Кейро глубоко вздохнула и, продолжая рассеянно водить рукой по его груди, нырнула под промокшую рубашку. — Ты великолепно сложен, Лоутон.

— Благодарю вас, рад, что я вам нравлюсь. — Губы Лоутона растянулись в глуповатой улыбке. Его забавляла нетрезвая болтовня Кейро.

— Ты нравишься мне даже слишком, так что это не идет мне на пользу, — задумчиво продолжала она, — а это уже лишнее, раз нам скоро предстоит расстаться.

От этих слов в душе Лоутона снова родились подозрения. За последние несколько часов он ни разу не вспоминал о том, что эта женщина задумала погубить его, чтобы отомстить за смерть бандита, приходившегося ей братом.

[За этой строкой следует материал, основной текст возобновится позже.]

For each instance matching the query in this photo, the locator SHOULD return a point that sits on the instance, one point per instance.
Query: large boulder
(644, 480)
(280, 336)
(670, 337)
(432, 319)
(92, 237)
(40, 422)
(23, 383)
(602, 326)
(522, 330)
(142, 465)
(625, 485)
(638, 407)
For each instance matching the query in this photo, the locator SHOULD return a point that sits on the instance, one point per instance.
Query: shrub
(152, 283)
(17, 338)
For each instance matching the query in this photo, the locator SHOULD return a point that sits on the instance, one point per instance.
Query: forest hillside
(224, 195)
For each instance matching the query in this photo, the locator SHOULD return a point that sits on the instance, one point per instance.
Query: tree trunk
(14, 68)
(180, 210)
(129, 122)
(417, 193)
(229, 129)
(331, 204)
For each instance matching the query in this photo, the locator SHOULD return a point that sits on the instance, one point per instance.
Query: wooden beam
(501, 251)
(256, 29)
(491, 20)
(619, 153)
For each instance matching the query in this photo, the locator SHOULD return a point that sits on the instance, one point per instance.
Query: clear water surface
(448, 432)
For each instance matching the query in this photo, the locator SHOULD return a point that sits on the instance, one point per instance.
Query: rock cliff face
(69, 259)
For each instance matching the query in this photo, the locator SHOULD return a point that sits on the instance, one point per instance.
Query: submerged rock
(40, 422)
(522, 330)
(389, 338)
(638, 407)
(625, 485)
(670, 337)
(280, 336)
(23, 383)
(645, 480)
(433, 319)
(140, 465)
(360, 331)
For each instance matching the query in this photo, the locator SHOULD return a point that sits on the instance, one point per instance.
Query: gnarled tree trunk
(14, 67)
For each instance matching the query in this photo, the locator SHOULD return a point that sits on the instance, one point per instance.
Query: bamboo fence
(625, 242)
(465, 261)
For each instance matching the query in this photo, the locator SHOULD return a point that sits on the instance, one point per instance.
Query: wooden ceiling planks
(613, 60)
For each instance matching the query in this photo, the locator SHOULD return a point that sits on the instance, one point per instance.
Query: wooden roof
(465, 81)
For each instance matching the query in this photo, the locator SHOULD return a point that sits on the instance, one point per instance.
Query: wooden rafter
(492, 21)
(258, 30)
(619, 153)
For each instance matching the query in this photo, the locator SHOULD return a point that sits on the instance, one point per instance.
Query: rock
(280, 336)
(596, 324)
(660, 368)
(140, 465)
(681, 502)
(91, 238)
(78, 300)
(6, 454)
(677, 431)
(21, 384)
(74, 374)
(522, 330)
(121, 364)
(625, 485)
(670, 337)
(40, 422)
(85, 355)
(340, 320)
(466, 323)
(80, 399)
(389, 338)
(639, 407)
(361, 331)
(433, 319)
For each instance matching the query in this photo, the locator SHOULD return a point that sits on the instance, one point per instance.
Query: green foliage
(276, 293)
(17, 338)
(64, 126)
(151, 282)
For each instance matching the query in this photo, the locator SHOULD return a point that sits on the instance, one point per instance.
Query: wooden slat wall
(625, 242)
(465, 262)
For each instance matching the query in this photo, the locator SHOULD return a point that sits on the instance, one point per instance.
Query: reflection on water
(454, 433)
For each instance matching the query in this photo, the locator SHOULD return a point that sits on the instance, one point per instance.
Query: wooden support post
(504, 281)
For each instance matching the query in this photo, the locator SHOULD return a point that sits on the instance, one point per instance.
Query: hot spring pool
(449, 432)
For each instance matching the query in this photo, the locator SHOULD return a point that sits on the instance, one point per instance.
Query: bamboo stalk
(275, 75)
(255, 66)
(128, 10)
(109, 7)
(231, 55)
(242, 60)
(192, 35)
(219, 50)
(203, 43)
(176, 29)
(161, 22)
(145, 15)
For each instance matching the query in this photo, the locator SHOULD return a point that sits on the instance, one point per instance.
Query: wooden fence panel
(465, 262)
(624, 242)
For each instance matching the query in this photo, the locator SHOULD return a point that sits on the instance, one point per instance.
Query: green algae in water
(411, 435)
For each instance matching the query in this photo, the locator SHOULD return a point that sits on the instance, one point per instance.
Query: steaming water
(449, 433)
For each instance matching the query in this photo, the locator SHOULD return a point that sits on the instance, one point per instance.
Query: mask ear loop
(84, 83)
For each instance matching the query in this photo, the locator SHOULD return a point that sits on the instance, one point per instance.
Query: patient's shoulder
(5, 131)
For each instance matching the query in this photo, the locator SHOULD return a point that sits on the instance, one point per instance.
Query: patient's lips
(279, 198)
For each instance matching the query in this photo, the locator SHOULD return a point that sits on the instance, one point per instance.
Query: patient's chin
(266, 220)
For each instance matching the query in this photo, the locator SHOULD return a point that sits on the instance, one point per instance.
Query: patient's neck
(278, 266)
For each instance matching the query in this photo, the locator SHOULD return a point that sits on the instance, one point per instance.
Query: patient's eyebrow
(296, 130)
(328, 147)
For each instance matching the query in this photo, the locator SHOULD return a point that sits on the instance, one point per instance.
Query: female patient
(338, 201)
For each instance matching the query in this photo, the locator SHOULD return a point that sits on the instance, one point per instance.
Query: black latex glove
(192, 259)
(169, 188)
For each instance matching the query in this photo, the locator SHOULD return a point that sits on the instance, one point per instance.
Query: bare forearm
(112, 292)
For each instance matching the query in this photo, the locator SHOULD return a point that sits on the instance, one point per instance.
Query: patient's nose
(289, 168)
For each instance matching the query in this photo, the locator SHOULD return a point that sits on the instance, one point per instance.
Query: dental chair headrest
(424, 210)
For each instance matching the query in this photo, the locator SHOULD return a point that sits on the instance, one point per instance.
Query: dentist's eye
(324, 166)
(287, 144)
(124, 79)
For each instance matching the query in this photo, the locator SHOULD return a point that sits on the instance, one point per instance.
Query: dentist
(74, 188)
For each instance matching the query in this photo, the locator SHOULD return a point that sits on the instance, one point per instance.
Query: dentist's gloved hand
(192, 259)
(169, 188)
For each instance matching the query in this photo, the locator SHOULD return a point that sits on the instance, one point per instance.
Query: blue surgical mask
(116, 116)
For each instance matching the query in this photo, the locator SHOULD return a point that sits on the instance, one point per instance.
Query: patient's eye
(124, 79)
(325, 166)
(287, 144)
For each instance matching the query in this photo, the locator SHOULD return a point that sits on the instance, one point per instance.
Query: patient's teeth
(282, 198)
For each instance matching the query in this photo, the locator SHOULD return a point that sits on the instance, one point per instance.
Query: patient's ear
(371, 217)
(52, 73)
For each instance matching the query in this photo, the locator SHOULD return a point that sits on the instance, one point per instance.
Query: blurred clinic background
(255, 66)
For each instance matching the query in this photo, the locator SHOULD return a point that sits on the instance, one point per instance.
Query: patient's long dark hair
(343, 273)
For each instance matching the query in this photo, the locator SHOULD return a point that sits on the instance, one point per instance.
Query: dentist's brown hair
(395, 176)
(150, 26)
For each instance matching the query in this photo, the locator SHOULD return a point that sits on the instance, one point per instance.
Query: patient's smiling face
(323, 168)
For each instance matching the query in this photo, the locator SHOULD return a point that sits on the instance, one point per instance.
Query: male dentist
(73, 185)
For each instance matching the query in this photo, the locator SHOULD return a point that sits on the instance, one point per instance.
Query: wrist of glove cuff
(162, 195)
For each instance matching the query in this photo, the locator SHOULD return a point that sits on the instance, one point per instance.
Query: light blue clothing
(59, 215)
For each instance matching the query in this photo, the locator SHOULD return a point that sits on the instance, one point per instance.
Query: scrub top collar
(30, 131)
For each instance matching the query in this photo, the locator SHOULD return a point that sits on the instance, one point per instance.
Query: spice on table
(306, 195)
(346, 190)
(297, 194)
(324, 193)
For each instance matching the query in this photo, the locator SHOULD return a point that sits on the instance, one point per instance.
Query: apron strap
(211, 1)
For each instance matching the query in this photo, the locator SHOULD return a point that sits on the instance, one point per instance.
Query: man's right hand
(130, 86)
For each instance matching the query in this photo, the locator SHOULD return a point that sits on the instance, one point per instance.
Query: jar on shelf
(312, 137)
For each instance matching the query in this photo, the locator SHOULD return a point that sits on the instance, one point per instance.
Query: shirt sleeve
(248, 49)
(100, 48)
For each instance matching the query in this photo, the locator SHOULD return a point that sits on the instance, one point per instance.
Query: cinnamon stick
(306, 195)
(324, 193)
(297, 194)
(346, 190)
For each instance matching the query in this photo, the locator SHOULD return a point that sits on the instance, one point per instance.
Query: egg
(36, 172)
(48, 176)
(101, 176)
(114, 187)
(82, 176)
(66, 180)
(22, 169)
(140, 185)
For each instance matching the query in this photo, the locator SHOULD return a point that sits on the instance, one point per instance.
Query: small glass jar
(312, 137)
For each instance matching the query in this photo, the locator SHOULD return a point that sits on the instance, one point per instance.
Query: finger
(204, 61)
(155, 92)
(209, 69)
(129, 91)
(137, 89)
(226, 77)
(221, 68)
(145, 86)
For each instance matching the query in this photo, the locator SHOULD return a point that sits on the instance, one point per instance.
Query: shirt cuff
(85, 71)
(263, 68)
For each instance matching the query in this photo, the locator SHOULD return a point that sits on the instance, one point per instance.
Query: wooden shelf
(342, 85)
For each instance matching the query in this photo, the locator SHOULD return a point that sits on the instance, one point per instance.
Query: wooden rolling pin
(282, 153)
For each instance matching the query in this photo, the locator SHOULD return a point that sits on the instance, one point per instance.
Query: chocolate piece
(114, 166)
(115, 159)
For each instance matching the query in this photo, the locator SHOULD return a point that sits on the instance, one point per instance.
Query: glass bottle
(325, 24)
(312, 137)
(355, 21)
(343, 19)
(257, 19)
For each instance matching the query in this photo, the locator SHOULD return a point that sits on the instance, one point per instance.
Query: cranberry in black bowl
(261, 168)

Взяв Кейро за подбородок, Лоутон пристально посмотрел ей в глаза:

— Ты все еще не раздумала, несмотря на то что я любил тебя, а ты любила меня?

В том состоянии, в котором находилась Кейро, эта мысль показалась ей слишком сложной. Она не поняла ровным счетом ничего, за исключением последних слов: «Я любил тебя, а ты любила меня».

— Ты не умеешь любить, — сонно пробормотала Кейро и зевнула. — У тебя даже нет сердца. К тому же должна заметить, что дело не только в любви.

Лоутон недоверчиво покачал головой. Он и сам не понимал, почему его так волновал этот разговор. Кейро слишком много выпила, чтобы что-нибудь соображать, что болтает ее язык.

— Давай просто забудем об этом, — предложил Лоутон. — Вернемся в город, и ты ляжешь в постель.

Не дожидаясь ответа, он обхватил Кейро за талию и начал спускаться вниз. Неожиданно ее веселость сменилась рыданиями. Благополучно спустившись на землю, Лоутон поставил Кейро перед собой.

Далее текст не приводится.